Avana Ivan!? is a 1962 Indian Tamil-language thriller film directed by S. Balachander. The film was an adaptation of the 1951 American film A Place in the Sun, itself adapted from the novel An American Tragedy written by Theodore Dreiser. The novel itself was based on the Gillette murder case that happened in the early 20th century.

== Plot ==

Kumar kills his wife Sumathi to marry another woman, Vaasanthi. The murder is witnessed by two children, who are on a picnic along with other children who later expose the truth. In the end, the murderer is arrested and taken away by the police; he winks at the children who exposed him and says "ta ta".

== Cast ==

- Male cast
- S. Balachander as Kumar
- Ramesh as Kannan
- Master Sridhar as Venu
- V. S. Raghavan as Rajaram
- Serukalathur Sama as Sadhanandam
- Pattom Sadan as Rajaram's Cook
- Kottapuli Jayaraman as Assistant
- P. D. Sambandam as Teacher
- Vidwan Ve. Lakshmanan as Inspector Rajan
- S. G. Eswar as Eswar

- Female cast
- Vasanthi as Jamuna
- Baby Padmini as Meena
- Lakshmi Rajam as Sumathi
- C. K. Saraswathi as Parvatham
- S. N. Lakshmi as Amrthavalli
- Thilakam Rajakumari as Valli
- Shanthini as Ponnamma

== Production ==
The film was an adaptation of the American film A Place in the Sun, based on the novel An American Tragedy written by Theodore Dreiser. The novel was inspired by the Gillette murder case that shook America in the early part of the 20th century. The original film was a major success in India. S. Balachander was much impressed with the film and tried to remake the film in Tamil, thus making his production debut. He named his company S. B. Creations, the first time the word "Creations" was used in a South Indian film for a film production company.

== Soundtrack ==
The soundtrack was composed by S. Balachander, with lyrics by Vidhvan Ve. Lakshmanan.
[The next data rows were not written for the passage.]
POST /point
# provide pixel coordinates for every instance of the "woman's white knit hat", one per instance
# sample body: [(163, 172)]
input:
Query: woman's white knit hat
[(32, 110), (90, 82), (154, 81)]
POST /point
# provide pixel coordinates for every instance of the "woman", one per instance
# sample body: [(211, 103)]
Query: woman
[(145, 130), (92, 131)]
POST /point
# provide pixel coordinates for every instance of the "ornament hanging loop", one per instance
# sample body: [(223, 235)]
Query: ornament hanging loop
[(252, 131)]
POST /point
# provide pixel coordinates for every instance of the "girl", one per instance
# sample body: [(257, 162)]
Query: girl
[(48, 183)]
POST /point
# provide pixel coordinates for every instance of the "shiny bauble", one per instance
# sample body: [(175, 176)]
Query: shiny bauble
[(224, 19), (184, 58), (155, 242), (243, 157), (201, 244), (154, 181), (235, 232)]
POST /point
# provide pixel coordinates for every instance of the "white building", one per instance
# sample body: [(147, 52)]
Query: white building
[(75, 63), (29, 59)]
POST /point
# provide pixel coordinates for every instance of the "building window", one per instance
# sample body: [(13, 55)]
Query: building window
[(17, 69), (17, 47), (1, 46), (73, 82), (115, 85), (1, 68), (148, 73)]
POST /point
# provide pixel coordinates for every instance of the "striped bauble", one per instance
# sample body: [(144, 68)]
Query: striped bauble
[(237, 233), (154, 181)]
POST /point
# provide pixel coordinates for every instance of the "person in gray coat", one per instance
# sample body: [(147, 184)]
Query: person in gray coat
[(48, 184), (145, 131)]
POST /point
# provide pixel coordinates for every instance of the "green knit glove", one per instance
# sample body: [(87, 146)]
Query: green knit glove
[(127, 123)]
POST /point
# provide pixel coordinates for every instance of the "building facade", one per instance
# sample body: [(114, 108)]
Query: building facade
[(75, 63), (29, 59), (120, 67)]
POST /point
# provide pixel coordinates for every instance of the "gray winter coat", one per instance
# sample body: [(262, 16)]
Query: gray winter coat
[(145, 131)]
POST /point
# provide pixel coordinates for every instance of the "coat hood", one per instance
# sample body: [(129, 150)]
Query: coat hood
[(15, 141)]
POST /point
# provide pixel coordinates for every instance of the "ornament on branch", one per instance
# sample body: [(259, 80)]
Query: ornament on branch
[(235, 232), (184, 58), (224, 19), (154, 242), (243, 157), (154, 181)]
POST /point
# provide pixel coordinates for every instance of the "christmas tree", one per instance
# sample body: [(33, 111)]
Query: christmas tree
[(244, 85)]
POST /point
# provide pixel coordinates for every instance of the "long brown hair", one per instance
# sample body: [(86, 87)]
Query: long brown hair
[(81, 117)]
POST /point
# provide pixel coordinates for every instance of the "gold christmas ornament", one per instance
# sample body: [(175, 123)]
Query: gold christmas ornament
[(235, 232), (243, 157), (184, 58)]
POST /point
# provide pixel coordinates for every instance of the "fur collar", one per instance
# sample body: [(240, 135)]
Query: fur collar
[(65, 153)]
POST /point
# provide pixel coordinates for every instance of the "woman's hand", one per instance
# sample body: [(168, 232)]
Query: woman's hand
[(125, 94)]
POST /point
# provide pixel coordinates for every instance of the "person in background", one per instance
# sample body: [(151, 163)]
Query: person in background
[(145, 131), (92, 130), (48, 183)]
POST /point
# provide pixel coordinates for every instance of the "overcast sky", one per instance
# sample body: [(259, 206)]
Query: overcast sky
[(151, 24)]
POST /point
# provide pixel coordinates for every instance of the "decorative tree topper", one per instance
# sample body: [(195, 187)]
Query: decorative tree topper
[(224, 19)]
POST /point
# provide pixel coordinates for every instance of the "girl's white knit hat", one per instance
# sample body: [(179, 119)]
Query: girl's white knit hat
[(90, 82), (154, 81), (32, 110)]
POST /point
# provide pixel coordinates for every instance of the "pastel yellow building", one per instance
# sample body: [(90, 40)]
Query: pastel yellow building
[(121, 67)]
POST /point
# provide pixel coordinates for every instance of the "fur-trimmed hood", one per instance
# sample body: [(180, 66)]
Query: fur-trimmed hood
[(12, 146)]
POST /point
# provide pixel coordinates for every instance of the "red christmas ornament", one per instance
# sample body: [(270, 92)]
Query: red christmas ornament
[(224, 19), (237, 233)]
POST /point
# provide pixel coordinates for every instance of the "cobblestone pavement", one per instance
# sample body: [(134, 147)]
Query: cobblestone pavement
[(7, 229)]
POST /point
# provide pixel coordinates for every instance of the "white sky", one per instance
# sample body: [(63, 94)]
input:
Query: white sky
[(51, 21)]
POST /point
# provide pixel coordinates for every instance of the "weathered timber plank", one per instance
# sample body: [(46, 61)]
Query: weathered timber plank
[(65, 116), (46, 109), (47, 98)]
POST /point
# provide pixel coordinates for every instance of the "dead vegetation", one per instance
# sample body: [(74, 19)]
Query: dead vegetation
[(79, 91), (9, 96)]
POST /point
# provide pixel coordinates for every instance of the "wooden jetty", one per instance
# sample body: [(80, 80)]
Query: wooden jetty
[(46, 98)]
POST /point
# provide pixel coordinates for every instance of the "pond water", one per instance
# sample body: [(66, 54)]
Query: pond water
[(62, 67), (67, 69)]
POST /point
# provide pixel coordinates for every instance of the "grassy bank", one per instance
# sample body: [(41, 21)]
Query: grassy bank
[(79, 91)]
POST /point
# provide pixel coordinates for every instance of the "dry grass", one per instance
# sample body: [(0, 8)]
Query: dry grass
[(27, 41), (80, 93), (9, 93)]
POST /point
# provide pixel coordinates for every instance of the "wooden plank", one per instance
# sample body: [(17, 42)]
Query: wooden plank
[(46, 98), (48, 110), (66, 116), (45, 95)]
| Song | Singer | Length |
|---|---|---|
| "Kalyaana Ponnu Kalangaathey Kannu" | L. R. Eswari & Renuka | 04:07 |
| "Kalyaana Tirunaal" | P. Susheela |  |
| "Manam Vittu Siritthittu" | Renuka, Seetha & Kamala | 03:07 |
| "Vali Vali Valli" | Pattom Sadan & Renuka | 03:33 |
| "Varanamayeram Soozha Valam Sei" | Radha Jayalakshmi |  |

== Release and reception ==

The Indian Express wrote, "In story, treatment, music and in the style of dialogue delivery, Avana Ivan? is said to set a new pattern in film-making". Before the making of the film, it was reported that Balachandar sent blank cheques to the cast and crew. The film failed to make an impact at the box office.